Pendant la matinée, revêtus de blouses blanches, les participants se sont lancés à la découverte de l’ADN. Le leur ! Leurs premiers travaux de laboratoire, entremêlés d’explications théoriques données par Delphine Ducoulombier, consistaient ainsi à observer au microscope leurs propres cellules buccales colorées au bleu de méthylène. Ce dernier permet de rendre l’ADN bien visible. «On dirait des œufs de grenouilles ! Des écailles de poisson !» s’exclament les enfants.

Les aspects historiques ont été abordés: la maladie a été identifiée décrite entre 1936 et 1938, notamment par la pédiatre Dorothy Hansine Andersen. Le gène impliqué (CFTR), placé sur le chromosome 7, a été isolé en 1989. Cette affection encore incurable est classée parmi les maladies dites «rares», car elle touche moins d’une personne sur 2000.

L’après-midi, pendant que les enfants suivaient l’atelier «Sur les traces de la police scientifique», les parents s’attaquaient à une matière plus dense, avec des explications techniques sur les méthodes de diagnostic et sur la transmission de la mucoviscidose des parents à leurs descendants.

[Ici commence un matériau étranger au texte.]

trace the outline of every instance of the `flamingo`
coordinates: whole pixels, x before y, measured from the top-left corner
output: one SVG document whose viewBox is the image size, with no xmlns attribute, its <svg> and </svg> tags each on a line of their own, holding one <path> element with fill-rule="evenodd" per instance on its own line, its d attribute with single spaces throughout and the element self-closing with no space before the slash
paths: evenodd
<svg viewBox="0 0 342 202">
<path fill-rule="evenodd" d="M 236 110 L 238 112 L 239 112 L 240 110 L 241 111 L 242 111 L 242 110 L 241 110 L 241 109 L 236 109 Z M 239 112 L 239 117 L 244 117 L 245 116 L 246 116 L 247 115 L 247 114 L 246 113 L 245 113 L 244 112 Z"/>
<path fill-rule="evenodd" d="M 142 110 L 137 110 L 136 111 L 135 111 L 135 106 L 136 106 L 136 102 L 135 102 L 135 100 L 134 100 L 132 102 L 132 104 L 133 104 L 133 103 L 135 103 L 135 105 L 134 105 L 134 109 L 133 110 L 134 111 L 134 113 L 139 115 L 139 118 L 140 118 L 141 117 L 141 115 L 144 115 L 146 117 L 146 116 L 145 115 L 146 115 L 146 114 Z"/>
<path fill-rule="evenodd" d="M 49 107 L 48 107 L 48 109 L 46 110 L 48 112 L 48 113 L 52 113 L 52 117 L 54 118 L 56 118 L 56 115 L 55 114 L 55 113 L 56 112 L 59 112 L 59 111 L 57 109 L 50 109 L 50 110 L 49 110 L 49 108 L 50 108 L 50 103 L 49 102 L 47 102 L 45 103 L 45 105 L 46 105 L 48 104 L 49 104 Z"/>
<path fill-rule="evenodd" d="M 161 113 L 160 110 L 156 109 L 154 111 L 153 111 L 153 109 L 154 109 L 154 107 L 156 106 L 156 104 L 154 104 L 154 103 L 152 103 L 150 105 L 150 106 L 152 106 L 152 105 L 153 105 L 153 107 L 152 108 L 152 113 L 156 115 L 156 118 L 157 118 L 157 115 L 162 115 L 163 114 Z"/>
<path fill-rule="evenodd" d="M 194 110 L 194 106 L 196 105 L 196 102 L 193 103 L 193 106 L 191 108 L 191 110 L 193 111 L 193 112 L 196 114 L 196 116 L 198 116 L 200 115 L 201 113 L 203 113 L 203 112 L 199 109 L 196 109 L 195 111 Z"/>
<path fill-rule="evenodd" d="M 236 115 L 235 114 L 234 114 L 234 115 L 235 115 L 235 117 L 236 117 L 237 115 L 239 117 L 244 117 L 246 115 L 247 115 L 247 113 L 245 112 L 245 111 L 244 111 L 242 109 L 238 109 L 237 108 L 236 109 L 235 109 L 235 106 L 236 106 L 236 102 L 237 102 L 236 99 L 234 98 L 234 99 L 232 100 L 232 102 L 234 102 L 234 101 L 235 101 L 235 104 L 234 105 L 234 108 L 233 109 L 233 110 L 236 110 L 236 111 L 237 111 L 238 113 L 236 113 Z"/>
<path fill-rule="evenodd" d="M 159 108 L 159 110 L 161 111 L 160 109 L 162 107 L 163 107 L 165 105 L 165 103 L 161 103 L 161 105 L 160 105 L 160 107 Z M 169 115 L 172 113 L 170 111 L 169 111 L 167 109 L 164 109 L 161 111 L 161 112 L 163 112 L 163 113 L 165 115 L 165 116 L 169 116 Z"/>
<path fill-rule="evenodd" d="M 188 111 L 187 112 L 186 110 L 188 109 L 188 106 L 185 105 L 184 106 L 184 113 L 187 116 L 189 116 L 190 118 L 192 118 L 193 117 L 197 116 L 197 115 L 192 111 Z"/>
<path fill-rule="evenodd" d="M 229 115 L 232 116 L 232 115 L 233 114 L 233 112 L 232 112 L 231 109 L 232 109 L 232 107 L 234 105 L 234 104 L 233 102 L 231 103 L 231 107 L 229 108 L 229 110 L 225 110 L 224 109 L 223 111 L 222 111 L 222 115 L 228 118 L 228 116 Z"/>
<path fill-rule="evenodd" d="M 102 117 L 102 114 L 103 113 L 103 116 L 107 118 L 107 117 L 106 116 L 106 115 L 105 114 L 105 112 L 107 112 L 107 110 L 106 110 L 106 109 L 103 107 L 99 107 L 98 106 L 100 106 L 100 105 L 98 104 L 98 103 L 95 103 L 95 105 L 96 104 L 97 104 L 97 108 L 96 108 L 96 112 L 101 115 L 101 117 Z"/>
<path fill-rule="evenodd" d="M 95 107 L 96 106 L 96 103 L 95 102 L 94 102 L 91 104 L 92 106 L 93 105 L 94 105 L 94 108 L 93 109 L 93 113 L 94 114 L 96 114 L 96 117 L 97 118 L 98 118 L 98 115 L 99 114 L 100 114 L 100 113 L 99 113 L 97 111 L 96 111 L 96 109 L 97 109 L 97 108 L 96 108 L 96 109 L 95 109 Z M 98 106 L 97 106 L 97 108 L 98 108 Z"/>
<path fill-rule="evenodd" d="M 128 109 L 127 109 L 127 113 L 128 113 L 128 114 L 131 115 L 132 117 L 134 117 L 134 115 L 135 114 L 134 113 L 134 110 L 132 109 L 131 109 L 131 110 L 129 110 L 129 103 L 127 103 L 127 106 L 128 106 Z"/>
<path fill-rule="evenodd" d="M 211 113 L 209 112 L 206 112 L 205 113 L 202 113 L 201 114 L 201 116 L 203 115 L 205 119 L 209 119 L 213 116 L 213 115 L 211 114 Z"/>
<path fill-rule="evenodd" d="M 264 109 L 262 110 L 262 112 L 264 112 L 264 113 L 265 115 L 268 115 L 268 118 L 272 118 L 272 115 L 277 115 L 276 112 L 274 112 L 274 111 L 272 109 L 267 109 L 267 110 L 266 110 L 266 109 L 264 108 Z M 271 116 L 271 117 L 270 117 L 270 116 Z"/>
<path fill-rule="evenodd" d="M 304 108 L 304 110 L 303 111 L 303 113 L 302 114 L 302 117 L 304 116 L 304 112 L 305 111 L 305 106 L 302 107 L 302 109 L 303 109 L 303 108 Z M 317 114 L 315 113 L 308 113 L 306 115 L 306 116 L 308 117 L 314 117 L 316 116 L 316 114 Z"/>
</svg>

Des schémas ont permis d’apporter une réponse aux questions récurrentes: «Pourquoi mon frère est-il malade, et pas moi ? Est-ce que je vais donner la mucoviscidose à mes enfants ?» Une question importante car en Suisse, un personne sur 25 est dite «hétérozygote», c’est à dire porteur sain.

Un moment a été consacré à débattre d’un thème d’actualité : dès que le patient dépasse l’âge de 20 ans, son traitement n’est plus pris en charge par l’AI, mais par les assurances maladie. Ce qui peut impliquer un non remboursement des frais. Ce problème révolte les familles concernées.

Les adultes ont conclu ce samedi intense par une technique de séparation de morceaux d’ADN, dernière étape de l’une des méthodes utilisées pour diagnostiquer la maladie : l’électrophorèse sur gel d’agarose. «Mais qui a bien pu inventer ça ?», se demandait en rigolant une participante.
Claudine Conus tire un bilan «très positif» de cette journée. Elle se réjouit du fait que deux enfants atteints de mucoviscidose ont pu y prendre part sans problème, malgré les craintes de contamination virale en cette période hivernale. «L’ancrage entre l’atelier et le vécu de la maladie est fort, constate de son côté Delphine Ducoulombier. Il était utile de revenir aux bases, que nous avons reliées aux notions complexes auxquelles ces familles sont confrontées».